Conversely, when a scientific-data-aggregation-and-management platform is joined together with powerful data visualization tools, teams gain self-service access to their data like never before possible; they can more easily connect diverse datasets, create dashboards and visualizations for their unique needs, and drill down into raw data. The result? Teams can cut through the noise; they can quickly access data; spot trends, patterns, and hidden connections; identify outliers or knowledge gaps; know what questions to ask next and what avenues to explore – across many data types. They can view and share their data in different ways, making it easier to collaborate with other experts and, eventually, share their breakthrough discoveries with the world. Limaye echoed this point in her article, writing, “The future of data visualization is about making the process more dynamic and fueling the creative instincts of scientists by allowing them to play around with the data.’[7]

Dotmatics Luma – Connecting Diverse Raw Data and Interactive Visualizations (COVID-19 Immunophenotyping Example)

To illustrate the importance of having a data platform that unites diverse data sources with powerful visualization tools, we can use COVID-19 immunophenotyping as an example.

Early in the pandemic, an extensive team of collaborative researchers aimed to improve the understanding and management of COVID-19 by using flow cytometry to scrutinize cell-population data from blood samples taken from highly heterogeneous COVID-19 patients who required hospital treatment.[14] Their goal was to uncover factors that are linked to symptom occurrence, severity and clinical progression, which could thereby help guide risk-based patient-treatment protocols.

These researchers went through an incredibly time-consuming data wrangling process to collect, model, process, and visualize vast amounts patient and results data, which they’ve since made available within the Covid-IP (Covid–ImmunoPhenotype) project.[15] If they’d had Dotmatics Luma, they could have eased some of that burden and freed time for scientific analysis. As shown in the images below, Dotmatics Luma simplifies the steps needed to transform raw data into interactive visualizations, putting scientists in control. It enables all key steps—from collecting raw data (Figure 4), to creating data tables and models (Figures 5-6), to outputting data for interactive visualization (Figure 7). Dotmatics Luma preserves the data connection from raw data all the way to rich visualizations. This means that teams attain a striking level of interactivity. Scientists and statisticians alike can easily spot trends across collated and modeled data, as well as dig down into the raw data for deeper understanding.

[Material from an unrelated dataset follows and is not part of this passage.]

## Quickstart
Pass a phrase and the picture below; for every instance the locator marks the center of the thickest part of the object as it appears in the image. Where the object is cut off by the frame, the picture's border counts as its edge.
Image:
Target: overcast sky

Figure 4: Dotmatics Luma makes it easy to collect files from diverse data sources, such as the patient data, raw flow data, and analyzed data in this COVID-19 immunophenotyping example.

Figure 5: Scientists can then use Luma to design a logical data model to help collect and organize the data in a way that makes sense for analysis.

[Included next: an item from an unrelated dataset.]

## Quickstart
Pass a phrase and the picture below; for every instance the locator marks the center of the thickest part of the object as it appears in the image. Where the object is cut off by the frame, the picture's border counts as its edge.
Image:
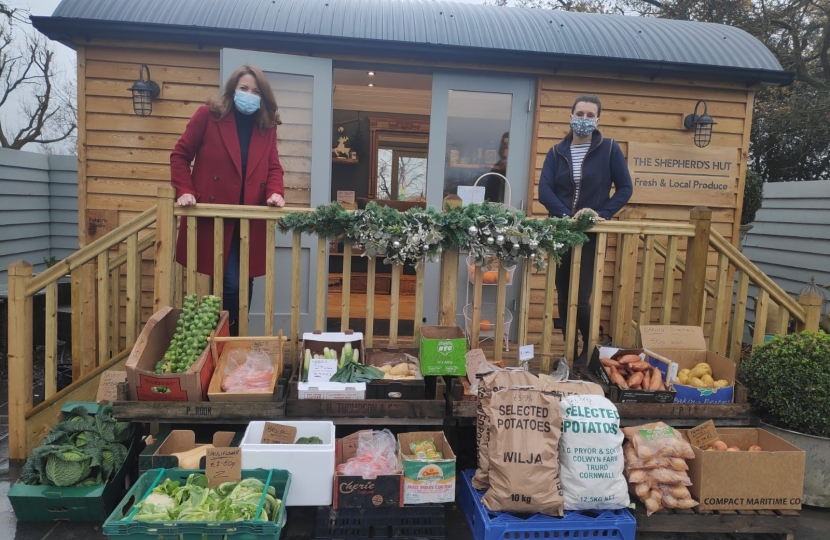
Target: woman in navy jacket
(578, 174)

Figure 6: Luma data flows then transform and move data from the raw format into the data model.

Figure 7: A visual of the data model created with Luma.

Figure 8: Dotmatics Luma can flow data directly into interactive visualization tools that let users more easily spot trends and see patterns, while also enabling them to dig all the way back into the original raw data; in this example, COVID-19 immunophenotyping data, including flow cytometry results and clinical data, were pushed into Dotmatics Vortex, a business intelligence solution for powerful scientific data visualization and analysis.

Data Visualization with Dotmatics

As the processing power available to us exponentially increases and advanced analytics like ML/AI become the norm, data visualization will help bridge the gap between computers and humans. It will play an essential role in helping us interpret an outpouring of advanced-analytics results so that we can more easily see what happened, understand why it happened, and predict what might come.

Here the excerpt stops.